Czy Twoi znajomi już wiedzą, „że coś jest na rzeczy”?
Bywa i tak, że wszyscy wokół widzą, że coś iskrzy – tylko on zdaje się nieświadomy. Ale jeżeli znajomi pytają: „Wy coś macie, prawda?” a on się rumieni szybciej niż po ostrym sosie, to nie ignoruj tych sygnałów. Zadbaj jednak o to, by nie dopowiadać sobie w głowie romantycznej historii na podstawie jednej wspólnej kawy – nawet jeśli odbyła się w kawiarni z nastrojowym jazzem w tle.
Co z jego opowieściami o innych kobietach?
Otwórzcie oczy i uszy. Jeżeli regularnie słuchasz relacji z randek lub wahań uczuciowych wobec innych kobiet, możesz stanowić jego skarb – doradcę sercowego. I chociaż to piękne, że Ci ufa… to nie tędy droga do zbudowania relacji romantycznej (chyba że lubisz miłosne trójkąty, ale to już inny artykuł). Zastanów się: czy słuchasz, jak opowiada o Tobie do innych (i czy w ogóle to robi)? To może wiele zdradzić.
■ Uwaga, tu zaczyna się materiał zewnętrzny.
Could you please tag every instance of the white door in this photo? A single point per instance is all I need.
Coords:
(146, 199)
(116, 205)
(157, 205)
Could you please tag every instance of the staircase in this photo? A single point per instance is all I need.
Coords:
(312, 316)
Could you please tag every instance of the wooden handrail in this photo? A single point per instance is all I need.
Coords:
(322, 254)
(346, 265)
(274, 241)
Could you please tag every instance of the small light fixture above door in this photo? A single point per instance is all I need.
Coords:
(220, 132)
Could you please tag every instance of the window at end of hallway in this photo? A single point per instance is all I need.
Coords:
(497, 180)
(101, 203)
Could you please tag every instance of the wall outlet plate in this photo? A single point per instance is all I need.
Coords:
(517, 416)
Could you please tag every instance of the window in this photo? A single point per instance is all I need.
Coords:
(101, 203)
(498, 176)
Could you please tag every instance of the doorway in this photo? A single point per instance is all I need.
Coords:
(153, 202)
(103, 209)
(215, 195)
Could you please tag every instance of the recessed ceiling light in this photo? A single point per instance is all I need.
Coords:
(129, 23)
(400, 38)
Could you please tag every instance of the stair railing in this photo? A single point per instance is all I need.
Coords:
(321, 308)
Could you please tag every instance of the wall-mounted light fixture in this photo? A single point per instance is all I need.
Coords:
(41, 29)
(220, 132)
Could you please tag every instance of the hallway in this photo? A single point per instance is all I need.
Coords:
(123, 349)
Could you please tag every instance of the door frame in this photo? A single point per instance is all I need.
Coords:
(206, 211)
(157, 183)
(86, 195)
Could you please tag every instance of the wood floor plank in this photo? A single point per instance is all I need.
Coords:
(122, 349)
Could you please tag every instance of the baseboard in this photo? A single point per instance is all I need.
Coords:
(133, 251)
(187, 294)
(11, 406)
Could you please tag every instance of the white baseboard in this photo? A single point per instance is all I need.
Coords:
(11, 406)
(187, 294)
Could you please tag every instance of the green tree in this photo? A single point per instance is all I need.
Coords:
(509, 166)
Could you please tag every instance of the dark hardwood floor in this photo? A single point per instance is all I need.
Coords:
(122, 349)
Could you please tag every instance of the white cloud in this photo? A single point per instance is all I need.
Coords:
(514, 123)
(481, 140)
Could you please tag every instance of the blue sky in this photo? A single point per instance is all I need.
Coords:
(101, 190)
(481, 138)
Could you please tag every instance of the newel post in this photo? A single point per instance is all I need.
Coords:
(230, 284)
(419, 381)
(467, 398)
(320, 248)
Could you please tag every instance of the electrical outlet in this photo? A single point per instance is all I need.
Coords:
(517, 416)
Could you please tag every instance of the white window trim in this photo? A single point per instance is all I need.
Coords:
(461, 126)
Doceniaj niuanse… ale nie interpretuj każdego spojrzenia
To, że złapie Cię za dłoń, nie znaczy od razu, że planuje z Tobą dzieci i psa. Ale to też nie znaczy, że nic nie czuje. Sekret tkwi w częstotliwości i konsekwencji. Flirt nie powinien być jak wyprzedaż flash – dzisiaj jest, jutro już nie. Jeśli jego zachowanie wobec Ciebie to sinusoida emocjonalna, warto zadać sobie pytanie raz jeszcze: jestem dla niego koleżanką czy kimś więcej?
Ostatecznie niestety (albo stety!) nie istnieje żaden magiczny wykrywacz uczuć – chociaż wynalazcy aplikacji randkowych pewnie już nad tym pracują. Najlepsze, co możesz zrobić, to porozmawiać – szczerze, bez gry w zgadywanki. Okaże się, czy naprawdę coś iskrzy, czy tylko Ty trzymasz zapalniczkę. A jeżeli się okaże, że jesteś dla niego „super dziewczyną, ale…” – pamiętaj, że nie każda relacja musi prowadzić do miłosnego Happy Endu. Czasem potrzeba przejść przez friendzone, żeby odkryć, że zasługujesz na więcej – o wiele więcej niż sam status „koleżanki”.